Des méthodes histopathologiques et une immunocoloration ont été réalisées sur des échantillons de tissus après quatre semaines pour évaluer la charge tumorale, quantifier E. coli présence et évaluer les niveaux d’invasion dans le côlon. La taille des colonies bactériennes et leur localisation dans l’épithélium intestinal ont été examinées par microscopie électronique à balayage.
Les niveaux d’inflammation ont été déterminés en analysant les marqueurs inflammatoires tels que le ligand 1 de la chimiokine du motif CXC (CXCL1) et les interleukines (IL) 17A et 1β. De plus, une analyse transcriptomique a été réalisée pour examiner l’expression de gènes liés à la tumeur dans les cellules épithéliales et immunitaires du côlon.
De plus, les chercheurs ont utilisé des mutants svp+ E. coli 11G5 qui manquaient de colibactine, ou de l'un des deux gènes d'adhésine fimbriale bactérienne FimH ou FimlH, et l'ont comparé à la souche 11G5 de type sauvage pour évaluer leur capacité à se lier aux cellules épithéliales et à provoquer des dommages à l'ADN. L'étude a également utilisé des cultures de cellules du côlon humain pour mesurer les dommages causés à l'ADN. in vitro analyses de dommages impliquant l’immunofluorescence et la cytométrie en flux.
Résultats
L'étude a révélé que l'infection par le svp+ E. coli La souche 11G5 a favorisé la progression du cancer colorectal chez les souris dont les barrières intestinales étaient affaiblies. Les souris infectées par le svp+ E. coli La souche 11G5 a développé des indicateurs liés à la tumeur plus graves, tels qu'un caractère invasif de la tumeur plus élevé et une augmentation du poids du côlon, que les souris témoins, qui n'avaient pas de barrière intestinale altérée.
De plus, par rapport à la souche témoin de E. coliqui est resté dans la lumière intestinale, le svp+ E. coli La souche 11G5 était capable d'adhérer fortement aux cellules épithéliales et d'envahir la muqueuse intestinale, formant de grandes colonies bactériennes directement associées aux cellules épithéliales du côlon. Cela suggérait que le svp+ E. coli La souche 11G5 a favorisé la progression du cancer colorectal en infiltrant le tissu colique.
Les souris infectées ont également montré des niveaux plus élevés de cytokines pro-inflammatoires telles que l'IL-17A, l'IL1β et le CXCL1. L’analyse transcriptomique a également révélé l’activation de voies favorisant le développement de la tumeur, telles que les voies de transition épithéliale-mésenchymateuse.

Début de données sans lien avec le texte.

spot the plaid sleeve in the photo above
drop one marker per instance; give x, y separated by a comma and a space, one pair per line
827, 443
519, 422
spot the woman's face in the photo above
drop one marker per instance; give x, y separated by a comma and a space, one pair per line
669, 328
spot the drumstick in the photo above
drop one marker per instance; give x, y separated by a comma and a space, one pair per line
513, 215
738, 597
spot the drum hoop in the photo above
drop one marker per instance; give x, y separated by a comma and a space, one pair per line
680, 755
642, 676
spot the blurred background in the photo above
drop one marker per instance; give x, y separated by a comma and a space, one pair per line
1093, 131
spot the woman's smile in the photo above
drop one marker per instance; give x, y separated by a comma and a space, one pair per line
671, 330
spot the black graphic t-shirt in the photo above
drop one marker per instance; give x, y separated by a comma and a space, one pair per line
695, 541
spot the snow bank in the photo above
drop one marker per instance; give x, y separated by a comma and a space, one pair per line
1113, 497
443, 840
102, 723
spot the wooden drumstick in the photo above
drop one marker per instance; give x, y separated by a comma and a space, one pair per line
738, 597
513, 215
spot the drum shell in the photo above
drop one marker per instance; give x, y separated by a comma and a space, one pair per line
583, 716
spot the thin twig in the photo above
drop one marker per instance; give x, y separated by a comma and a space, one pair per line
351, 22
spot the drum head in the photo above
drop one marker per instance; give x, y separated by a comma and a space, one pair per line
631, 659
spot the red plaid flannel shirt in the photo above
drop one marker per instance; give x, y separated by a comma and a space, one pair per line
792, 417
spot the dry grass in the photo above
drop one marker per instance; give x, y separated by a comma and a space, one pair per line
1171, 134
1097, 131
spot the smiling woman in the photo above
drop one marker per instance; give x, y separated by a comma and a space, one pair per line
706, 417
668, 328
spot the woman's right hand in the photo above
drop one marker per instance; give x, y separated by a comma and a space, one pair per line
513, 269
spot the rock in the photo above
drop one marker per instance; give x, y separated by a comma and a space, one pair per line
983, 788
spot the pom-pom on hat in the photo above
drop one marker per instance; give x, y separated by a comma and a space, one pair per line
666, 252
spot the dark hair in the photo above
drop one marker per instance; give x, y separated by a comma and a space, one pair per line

Cependant, seules les souris infectées par les souches productrices de colibactine de E. coli 11G5 ont pu causer des dommages accrus à l’ADN. De plus, les gènes bactériens de l’adhésine fimbriale se sont révélés essentiels aux effets favorisant les tumeurs de svp+ E. coli 11G5 puisque les souches mutantes dépourvues des gènes d'adhésine n'ont pas réussi à s'attacher étroitement aux cellules épithéliales. Les souris infectées par les souches mutantes FimH et FimlH ont présenté une croissance tumorale réduite, une invasion épithéliale plus faible et moins de dommages à l'ADN.
Conclusions
En conclusion, l'étude a rapporté que la progression du cancer colorectal liée à l'infection par svp+ E. coli nécessitait la forte adhésion des bactéries aux cellules épithéliales du côlon et l’induction de dommages à l’ADN par la colibactine. Le ciblage des adhésines bactériennes telles que FimH et FimlH pourrait fournir des stratégies thérapeutiques potentielles pour ralentir la progression bactérienne du cancer colorectal.